Infant hydrocephalus is almost always treated by implanting a tube called a shunt, which drains the fluid from the brain into the abdomen. In the U.S., half of these shunts fail and need revision within two years, and 80 to 90 percent fail at least once in the first decade.

Shunt failure is a life-threatening emergency in children. In the U.S., the average patient has two to three operations for shunt failure during childhood, but in rural Africa accessing emergency neurosurgical care is impossible. This led us to develop a new endoscopic treatment for hydrocephalus, avoiding shunt dependence in more than half of these babies, including those with post-infectious hydrocephalus. The operation combines two procedures: endoscopic third ventriculostomy (ETV), which makes a new pathway for the fluid to escape the cavities (ventricles) of the brain, and endoscopic choroid plexus cauterization (CPC) which cauterizes part of the tissue that makes the fluid thus decreasing its rate of production.
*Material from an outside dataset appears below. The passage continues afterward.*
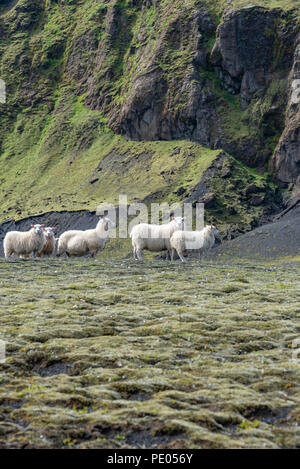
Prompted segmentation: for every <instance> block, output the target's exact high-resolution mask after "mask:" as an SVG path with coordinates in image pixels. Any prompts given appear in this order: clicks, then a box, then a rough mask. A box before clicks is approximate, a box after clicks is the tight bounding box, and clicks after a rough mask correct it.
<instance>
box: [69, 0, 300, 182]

The above video by my colleague John Mugamba, now medical director at CURE Children’s Hospital of Uganda, demonstrates this technique; we have since taught it to many other surgeons. Detailed economic analysis estimates a lifetime treatment cost of around $90 per disability-adjusted life year averted, with a minimum benefit-to-cost ratio of 7:1. This cost compares very favorably to the few other surgical interventions that have been studied in developing countries.

But our work isn’t done. Post-infectious hydrocephalus, even when treated, leads to premature death or severe disability in the majority of infants. It is imperative that we identify the organisms that infect these babies so that public health strategies for prevention can be constructed and millions of lives saved.

Hydrocephalus has never been a public health priority in developing countries. Most infants in Africa receive no treatment. Training and equipping centers in an evidence-based treatment paradigm is essential. That is the challenge that lies before us.